Serving features¶

This page summarizes major vLLM RBLN capabilities supported in Red Hat AI Enterprise (RHAIE) with Rebellions.

OpenAI-compatible API serving¶

vLLM RBLN exposes the same OpenAI-compatible HTTP API as upstream vLLM. Currently /v1/completions and /v1/chat/completions endpoints are fully tested.

Chunked prefill¶

Chunked prefill breaks a long prompt's prefill computation into smaller chunks that can be scheduled alongside decode steps of other requests. This helps reduce latency spikes and improves inter-token latency consistency by preventing a single large prefill from monopolizing device time. For more detail, refer to Chunked Prefill in vLLM.

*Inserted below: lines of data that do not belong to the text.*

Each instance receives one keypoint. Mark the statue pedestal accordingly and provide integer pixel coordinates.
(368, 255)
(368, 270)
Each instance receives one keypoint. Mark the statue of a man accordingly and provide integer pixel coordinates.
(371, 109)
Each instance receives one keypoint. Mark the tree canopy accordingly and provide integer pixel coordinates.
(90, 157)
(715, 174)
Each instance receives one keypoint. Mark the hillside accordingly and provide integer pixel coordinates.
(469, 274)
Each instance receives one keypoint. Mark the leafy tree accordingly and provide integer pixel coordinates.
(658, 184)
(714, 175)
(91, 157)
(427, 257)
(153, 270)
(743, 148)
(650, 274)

Chunked prefill is always enabled in vLLM RBLN. vLLM RBLN currently offers limited support for chunked prefill. Mixed scheduling of prefill and decode phases is not yet supported; these operations are processed independently and cannot be interleaved within a single scheduling cycle. These limitations are planned to be addressed in a future release.

Automatic prefix caching¶

Prefix caching improves the efficiency of the LLM engine by eliminating redundant prefill computation. It does this by caching and reusing KV blocks, matched via hash, for shared prompt prefixes across requests. This can reduce time-to-first-token for workloads with repeated prefixes. For more detail, refer to Automatic Prefix Caching.

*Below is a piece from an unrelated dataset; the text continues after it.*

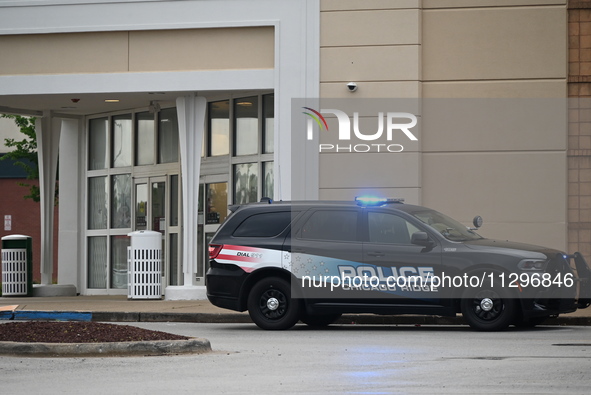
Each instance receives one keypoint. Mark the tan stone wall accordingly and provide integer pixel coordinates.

In vLLM RBLN, automatic prefix caching is always enabled by including --enable-prefix-caching in args of the ServingRuntime. Prefix caching is most effective when long and identical system prompts are reused across many requests, because this increases both compilation reuse and prefix-cache hits in vLLM RBLN. Prefix caching in vLLM RBLN will be improved in the following release.

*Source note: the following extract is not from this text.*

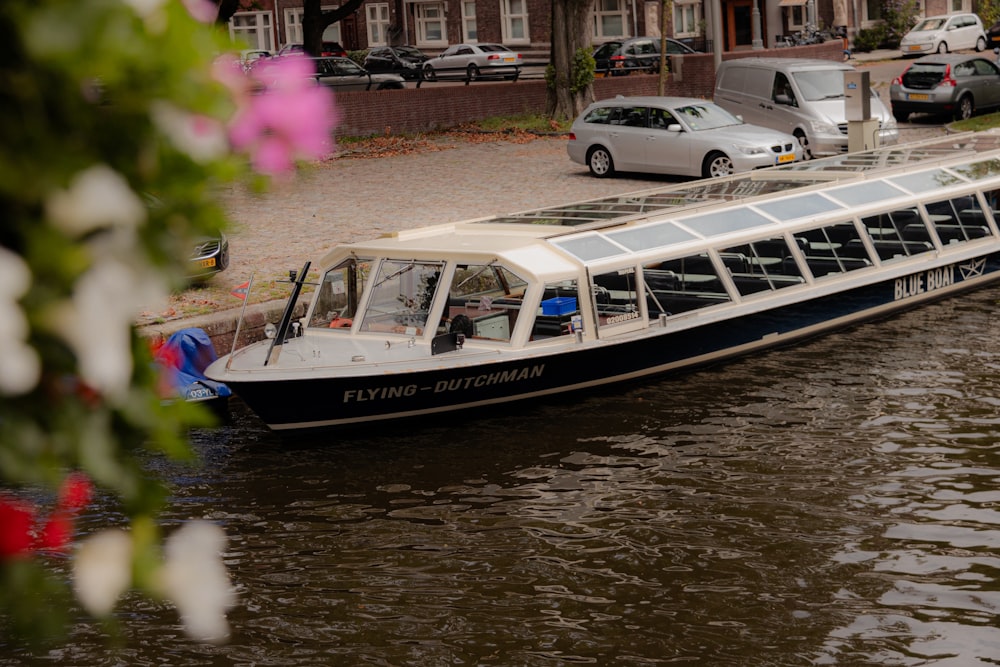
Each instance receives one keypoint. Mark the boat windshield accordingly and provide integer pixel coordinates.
(401, 297)
(338, 296)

Prefix caching in vLLM RBLN is currently optimized for larger block sizes. Improvements for smaller block sizes are planned for a future release.
Prefix caching in vLLM RBLN currently supports full attention only. Support for additional attention types is planned for a future release.

Structured output¶

Structured output (guided decoding) constrains the model's token generation so that model output follows a specified schema, such as JSON, regex, or grammar, using techniques such as FSM or bitmask-based logit masking. This helps ensure that generated output is always syntactically valid and parseable without post-processing retries. For more detail, refer to Structured Output in vLLM.

vLLM RBLN currently includes tested support for JSON schema, regex, grammar, and structural tag type of fields and formats.

Model parallelism¶

vLLM RBLN supports model parallelism at two levels: Rebellions Scalable Design (RSD) and vLLM-level parallelism (TP, PP, EP). Users can choose either approach independently, or compose both together for additional scaling. When combined, the total device count is the product of both.

RSD overview¶

RSD is a compiler-driven model partitioning strategy unique to RBLN. Rather than requiring the framework to manually split nn.Module layers and insert communication calls at runtime, RSD pushes this complexity into the RBLN compiler. The user provides a whole-model computation graph and specifies how many NPU devices to use. The compiler then automatically analyzes the graph, divides it into per-device shards, and embeds all necessary communication operations directly into the compiled binaries. From the framework's perspective, the result is a single opaque artifact that spans multiple devices — no manual model surgery is required.

RSD-level parallelism¶

With RSD, the user specifies the device count via VLLM_RBLN_NUM_DEVICES_PER_LOCAL_RANK, and the RBLN compiler automatically shards the computation graph and embeds communication operations into the per-device binaries. No module-level splitting is needed at the Python layer.

vLLM-level parallelism¶

With vLLM-level parallelism (TP, PP, EP), the framework splits the model's nn.Module across multiple worker processes, each holding its own shard (e.g., ColumnParallelLinear and RowParallelLinear under TP). The framework is responsible for partitioning weights, inserting collective communication ops, and coordinating across processes. Inter-process communication uses Rebellions Collective Communications Library (RCCL).

RSD-level vs. vLLM-level parallelism¶

Feature	RSD level	vLLM level (TP / PP / EP)
Partitioning	Compiler (graph-level)	Framework (`nn.Module`-level)
Communication	Embedded in device binaries	Handled via RCCL between processes
User Config	`VLLM_RBLN_NUM_DEVICES_PER_LOCAL_RANK` env var	vLLM parallelism args

Combined parallelism¶

The two levels are orthogonal and can be used together. RSD splits a model (or model shard) across devices within a single process, while vLLM parallelism splits the model across processes. For example, with vLLM TP=2 and RSD=2, four NPU devices are used: two processes each driving two devices.